There's moderation and there's censorship.

One approach is to have the Thanksgiving rule: the adult table is for those who can carry on a pleasant conversation, and there's a kids' table for everyone else.

In blogging terms, you can have a comment area which is moderated. Blocked comments aren't censored, because they still get published -- just over in the "unfiltered" side. Flame all you want over there (or at least as much as you want without the previously mentioned threats etc.)

alt.foo vs. alt.foo.moderated, basically.

By D. C. Sessions (not verified) on 09 Feb 2010 #permalink

Sharon- yes, I agree about Ilargi's temperament; and he does sometimes rudely shut down people who are sincere, if not in his league. To a large extent he's just young, and sick of having to "suffer fools". If you read his stuff, he frequently says "I just absolutely totally do not understand how people can be this stupid..." and then gives a fine example of people being stupid; and he really doesn't understand them.

I've been there- quite honestly, I DIDN'T understand why people didn't understand; according to my upbringing I was not allowed to think that I might be smarter than others. It took me decades to learn otherwise, and still causes me trouble.
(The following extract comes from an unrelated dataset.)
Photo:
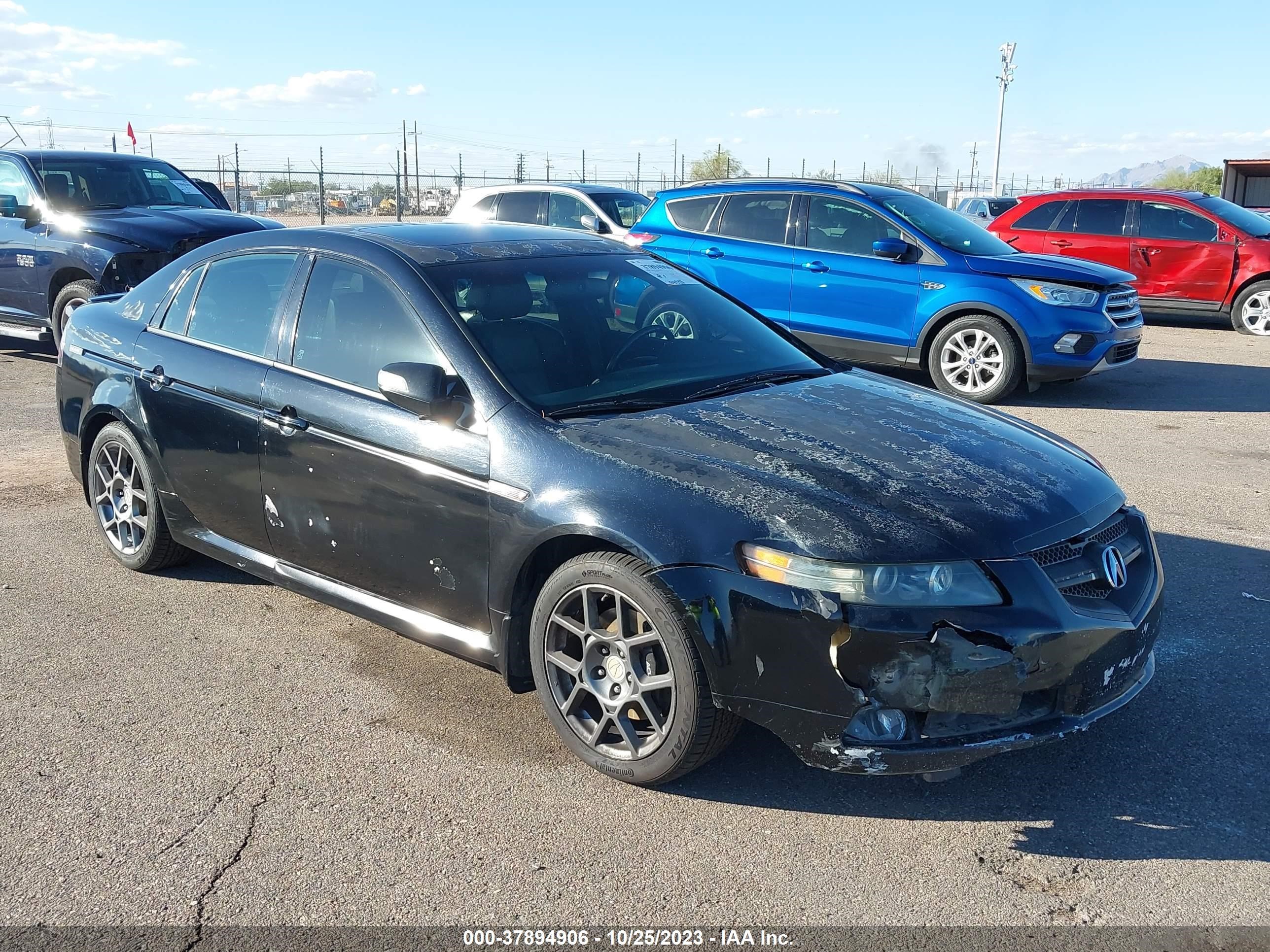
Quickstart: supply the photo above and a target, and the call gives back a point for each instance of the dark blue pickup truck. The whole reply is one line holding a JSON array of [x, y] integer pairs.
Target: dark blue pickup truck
[[74, 225]]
Stoneleigh, very like yourself, is an outstanding communicator, and an outrageously even keeled person. I met her for dinner recently- and I look forward to eventually hearing how the two of you get along, when you meet some day. She isn't without a temper, at all- she's chewed Ilargi out royally a couple times (you have to read between the lines); she may be the only one he takes it from. Fun to watch; they're an amazing team.

I think part of my attitude is pure age- at 61, I am indeed impatient with people who eat up my time with nursery school questions. Lots and lots of others get that way as they get older. No, I'm not intending to die for a good long time, but I really don't have time to waste educating some ninny who should have looked the information up before talking with me.

You said a while back you were looking forward to becoming a curmudgeon, did you not? Pretty sure it was you. Well- why not enjoy the benefits of curmudgeonhood now?

:-)

Sounds like a sensible policy. We put ourselves into the public domain a bit, so with that comes some discomfort. My own policy, which has occasioned the "pissing on the rug" (I said "floor") metaphor, has led me to block exactly one commenter in five years and he is I think medically unbalanced. But if anyone went for my kids I'd cut them off at the knees, and then block their ability to comment, as well.

It's your blog; you do what you like.

Great policy. One thing that sometimes upsets me is Proustian commenters. I mean, when someone's comments reach 10x the word count of the original post, maybe it's time for that person to get their own blog. Heh!

I really think the reason you get relatively few trolls is for the simple reason that it is obvious that you care about humanity in general, you have given a lot of thought to your posts, and, for better or worse, you are sincere in your beliefs. It's hard to 'trollize' (whatever you want to call it) someone who is doing their level best to be honestly helpful.

Someday I hope to approach your level of posting ability.

Gene, if someone can write comments ten times longer than my already lengthy posts, I'm impressed!